Pietro Ichino se ne va con Monti. Il PD, ce lo ripetono da 20 anni, è vittima dell’estremismo della CGIL e deve ancora fare troppe abiure della sua storia per essere una vera forza liberaldemocratica.
Quindi Ichino, sarebbe nel pieno diritto, di prendere atto della deriva del partito che lo ha portato in parlamento e fare le sue scelte. A chi scrive, in quanto elettore alle primarie del centro-sinistra, non sembra così facile né lineare.
Pietro Ichino, parlamentare del PD, sostiene alle primarie Matteo Renzi, del quale è forse il più autorevole maître à penser. Lo schierarsi e votare nelle primarie comportava però contestualmente l’impegno ad appoggiare il vincitore chiunque esso fosse. E il vincitore è stato Pierluigi Bersani. È un impegno morale e politico importante, soprattutto per un parlamentare.
Ichino prende questo impegno col PD ma, nei ritagli di tempo, scrive il programma di Mario Monti, che oggi si presenta come candidato alternativo a quel Pierluigi Bersani che Ichino si era appena impegnato ad appoggiare. Pugnala così alle spalle il candidato del partito del quale è autorevole esponente, scoprendolo sul fianco destro, e ridicolizza l’impegno liberamente preso appena poche settimane prima.

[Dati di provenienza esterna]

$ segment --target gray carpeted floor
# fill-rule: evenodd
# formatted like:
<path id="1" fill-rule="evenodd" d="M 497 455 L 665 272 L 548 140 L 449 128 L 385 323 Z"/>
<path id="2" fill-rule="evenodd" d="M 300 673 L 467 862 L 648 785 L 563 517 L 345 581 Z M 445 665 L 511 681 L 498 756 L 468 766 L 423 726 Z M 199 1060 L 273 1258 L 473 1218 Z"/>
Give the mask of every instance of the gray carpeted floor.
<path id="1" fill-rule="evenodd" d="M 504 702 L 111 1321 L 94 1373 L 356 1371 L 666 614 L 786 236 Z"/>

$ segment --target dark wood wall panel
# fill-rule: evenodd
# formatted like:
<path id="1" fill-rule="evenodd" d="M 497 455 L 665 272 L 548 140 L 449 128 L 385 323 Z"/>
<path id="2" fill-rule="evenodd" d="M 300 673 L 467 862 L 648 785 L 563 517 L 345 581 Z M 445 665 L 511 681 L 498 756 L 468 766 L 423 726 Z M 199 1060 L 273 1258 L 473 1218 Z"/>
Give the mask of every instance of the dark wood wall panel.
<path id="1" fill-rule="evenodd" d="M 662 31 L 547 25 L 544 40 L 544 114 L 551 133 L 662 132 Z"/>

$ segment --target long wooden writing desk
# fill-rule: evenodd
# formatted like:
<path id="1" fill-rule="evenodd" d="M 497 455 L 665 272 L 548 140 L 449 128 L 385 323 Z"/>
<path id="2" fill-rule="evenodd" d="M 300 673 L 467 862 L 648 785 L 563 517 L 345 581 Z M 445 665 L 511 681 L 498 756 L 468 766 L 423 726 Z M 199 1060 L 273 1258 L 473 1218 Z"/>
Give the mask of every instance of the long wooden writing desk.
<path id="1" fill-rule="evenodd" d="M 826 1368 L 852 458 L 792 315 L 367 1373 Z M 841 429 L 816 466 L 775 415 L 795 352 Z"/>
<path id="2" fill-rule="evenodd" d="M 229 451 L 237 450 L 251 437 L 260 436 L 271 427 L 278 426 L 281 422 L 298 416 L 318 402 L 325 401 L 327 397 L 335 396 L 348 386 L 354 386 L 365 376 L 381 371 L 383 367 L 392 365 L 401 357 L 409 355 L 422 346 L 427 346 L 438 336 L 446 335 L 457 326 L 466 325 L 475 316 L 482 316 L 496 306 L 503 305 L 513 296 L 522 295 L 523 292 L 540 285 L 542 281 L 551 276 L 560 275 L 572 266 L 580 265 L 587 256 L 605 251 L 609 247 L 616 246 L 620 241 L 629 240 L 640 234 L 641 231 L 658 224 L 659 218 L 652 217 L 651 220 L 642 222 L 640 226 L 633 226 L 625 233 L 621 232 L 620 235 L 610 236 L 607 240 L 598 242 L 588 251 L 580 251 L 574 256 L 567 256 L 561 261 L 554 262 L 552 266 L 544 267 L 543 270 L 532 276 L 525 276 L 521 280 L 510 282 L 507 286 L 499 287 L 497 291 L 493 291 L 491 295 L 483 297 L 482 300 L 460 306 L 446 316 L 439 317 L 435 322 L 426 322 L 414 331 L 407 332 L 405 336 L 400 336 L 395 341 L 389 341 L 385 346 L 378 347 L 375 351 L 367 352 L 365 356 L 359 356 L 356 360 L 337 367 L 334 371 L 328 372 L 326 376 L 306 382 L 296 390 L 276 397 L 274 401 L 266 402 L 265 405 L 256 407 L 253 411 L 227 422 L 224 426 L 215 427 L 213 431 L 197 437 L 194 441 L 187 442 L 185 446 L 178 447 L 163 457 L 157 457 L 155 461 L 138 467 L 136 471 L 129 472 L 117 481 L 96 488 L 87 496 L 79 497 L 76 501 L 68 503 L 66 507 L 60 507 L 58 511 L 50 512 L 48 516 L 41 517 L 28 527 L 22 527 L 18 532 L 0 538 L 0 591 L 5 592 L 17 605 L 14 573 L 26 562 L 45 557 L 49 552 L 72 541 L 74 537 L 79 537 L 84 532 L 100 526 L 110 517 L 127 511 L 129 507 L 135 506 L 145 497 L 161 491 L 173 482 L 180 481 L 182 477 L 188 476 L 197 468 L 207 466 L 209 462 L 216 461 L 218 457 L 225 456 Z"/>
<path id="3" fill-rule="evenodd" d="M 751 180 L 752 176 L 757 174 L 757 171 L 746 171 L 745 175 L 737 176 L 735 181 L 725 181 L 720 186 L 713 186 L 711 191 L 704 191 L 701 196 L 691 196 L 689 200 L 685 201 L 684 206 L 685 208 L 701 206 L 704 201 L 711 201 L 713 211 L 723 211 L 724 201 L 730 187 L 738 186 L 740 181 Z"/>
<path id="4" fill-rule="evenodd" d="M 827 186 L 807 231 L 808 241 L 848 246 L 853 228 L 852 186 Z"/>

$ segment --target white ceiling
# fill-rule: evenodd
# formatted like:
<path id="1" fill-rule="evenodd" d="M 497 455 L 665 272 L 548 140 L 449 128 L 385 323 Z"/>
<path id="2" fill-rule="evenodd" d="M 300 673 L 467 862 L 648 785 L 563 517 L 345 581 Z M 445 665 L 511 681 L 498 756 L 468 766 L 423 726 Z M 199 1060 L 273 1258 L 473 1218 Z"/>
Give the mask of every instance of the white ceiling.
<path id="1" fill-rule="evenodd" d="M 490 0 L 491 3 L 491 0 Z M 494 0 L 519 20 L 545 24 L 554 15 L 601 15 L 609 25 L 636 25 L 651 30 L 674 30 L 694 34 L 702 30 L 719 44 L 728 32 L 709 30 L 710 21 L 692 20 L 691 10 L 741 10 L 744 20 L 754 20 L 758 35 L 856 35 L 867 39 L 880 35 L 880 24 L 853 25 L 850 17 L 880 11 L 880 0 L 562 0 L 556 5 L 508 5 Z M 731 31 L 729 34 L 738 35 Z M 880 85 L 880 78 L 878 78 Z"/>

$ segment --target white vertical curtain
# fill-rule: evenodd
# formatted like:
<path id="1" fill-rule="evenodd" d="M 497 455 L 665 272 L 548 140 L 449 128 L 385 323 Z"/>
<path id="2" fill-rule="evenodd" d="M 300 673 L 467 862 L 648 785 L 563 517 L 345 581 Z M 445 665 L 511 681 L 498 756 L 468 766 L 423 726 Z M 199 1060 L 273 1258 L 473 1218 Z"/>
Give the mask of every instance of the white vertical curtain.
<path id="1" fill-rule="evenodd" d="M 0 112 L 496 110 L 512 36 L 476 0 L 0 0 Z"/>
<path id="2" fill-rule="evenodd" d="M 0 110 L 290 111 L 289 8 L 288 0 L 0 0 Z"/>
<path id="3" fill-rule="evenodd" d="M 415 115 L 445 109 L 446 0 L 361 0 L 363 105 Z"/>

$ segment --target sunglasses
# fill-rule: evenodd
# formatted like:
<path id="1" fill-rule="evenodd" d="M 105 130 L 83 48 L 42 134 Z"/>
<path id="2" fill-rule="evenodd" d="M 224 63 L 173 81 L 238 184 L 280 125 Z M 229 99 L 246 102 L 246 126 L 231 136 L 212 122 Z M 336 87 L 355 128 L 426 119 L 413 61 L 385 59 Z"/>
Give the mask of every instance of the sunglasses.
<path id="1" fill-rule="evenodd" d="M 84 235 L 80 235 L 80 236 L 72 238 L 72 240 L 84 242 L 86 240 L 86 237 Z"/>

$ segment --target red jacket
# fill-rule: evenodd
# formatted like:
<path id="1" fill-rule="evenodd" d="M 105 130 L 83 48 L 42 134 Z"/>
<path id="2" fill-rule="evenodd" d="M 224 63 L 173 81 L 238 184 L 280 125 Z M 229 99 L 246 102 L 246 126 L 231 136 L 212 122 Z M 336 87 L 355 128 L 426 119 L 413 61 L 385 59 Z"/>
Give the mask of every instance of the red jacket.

Solo alla fine Ichino esce dal partito quando la «salita in politica» di Monti è cosa nota e quando le primarie parlamentari (meccanismo complesso e discutibile ma potentissimo) avrebbero messo in chiaro l’estraneità di Ichino alla tradizione socialdemocratica del PD. Se le primarie non ci fossero state forse il nostro agente all’Avana non se ne sarebbe andato. Eppure tra l’Agenda Monti e il Programma Bersani le differenze sono sfumature e l’impalcatura liberaldemocratica ed europeista è presente in entrambi alla stessa maniera. Dovrebbero dolersene gli elettori di sinistra, non quelli come Ichino che pretendono, dai loro posti di potere, dal parlamento e contando quotidianamente della grancassa dei giornali mainstream di far slittare il PD sempre più a destra.
Ichino è accomunato a Monti, il “candidato anomalo”, come è stato chiamato dal Corriere della Sera, colui che se vincerà governerà e se perderà avranno perso altri, dall’ostinazione dogmatica nel presentare il neoliberismo come una legge di natura e non come un’opzione politica tra tante. Ichino (in questo Monti ha ben altra coerenza e autorevolezza), come i vari Giavazzi e Alesina, senza parlare dei fondamentalisti come Zingales, hanno continuamente infangato il campo per imbonire l’opinione pubblica facendo credere che il liberismo sia di sinistra. Non ci è riuscito e va via. L’uscita dal PD è allo stesso tempo un elemento di chiarezza e una prova di slealtà.